Increasing the prices of products that harm health is an effective intervention for changing behaviour to improve health, but public support for such interventions is generally low. When a proposed intervention is unpopular, yet has the potential to have an impact, policy makers may seek to increase public support. Research associate Dr James Reynolds, working with Professor Theresa Marteau and Dr Mark Pilling at the Behaviour and Health Research Unit, set out to test one set of promising approaches for doing so.
In a series of experiments involving nearly 10,000 people, the researchers tested ways to communicate quantitative evidence of the effectiveness of a hypothetical tax on confectionery to help tackle childhood obesity. The researchers used results from the first two experiments to improve their infographics and the accompanying numerical information provided to study participants. The third experiment, using the improved materials, showed increased support for the hypothetical tax, equivalent to increasing the number who support the tax from 45% to 49%.

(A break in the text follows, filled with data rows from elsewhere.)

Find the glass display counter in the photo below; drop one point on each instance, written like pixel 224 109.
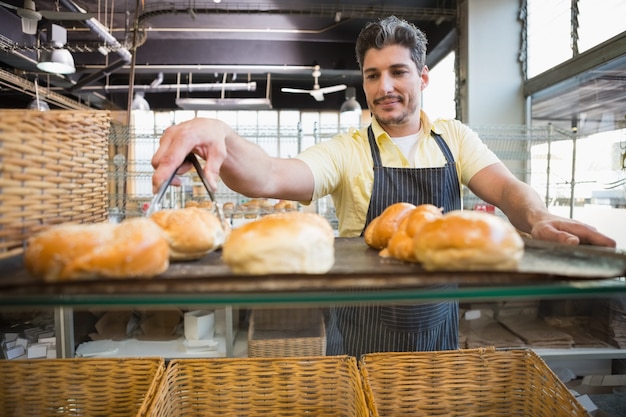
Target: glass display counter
pixel 360 275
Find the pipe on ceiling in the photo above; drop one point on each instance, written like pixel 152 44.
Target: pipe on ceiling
pixel 102 32
pixel 161 88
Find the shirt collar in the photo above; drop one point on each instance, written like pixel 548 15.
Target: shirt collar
pixel 381 135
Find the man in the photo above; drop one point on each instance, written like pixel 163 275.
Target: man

Communicating quantitative evidence of the effectiveness of a policy increased participants’ perceptions of the effectiveness of the policy at tackling childhood obesity and resulted in increased support for it. The changes in support were small yet potentially meaningful at a population level”
– Dr James Reynolds, BHRU
Much uncertainty remains about the optimal methods of communicating risk and quantitative evidence. In this research, different interventions that communicated the same core information had disparate effects on the comprehension of the information, the perceptions of how effective the tax was, and support for the tax. So, research to evaluate different formats for communicating quantitative evidence from the perspective of both comprehension and belief change is an important next step.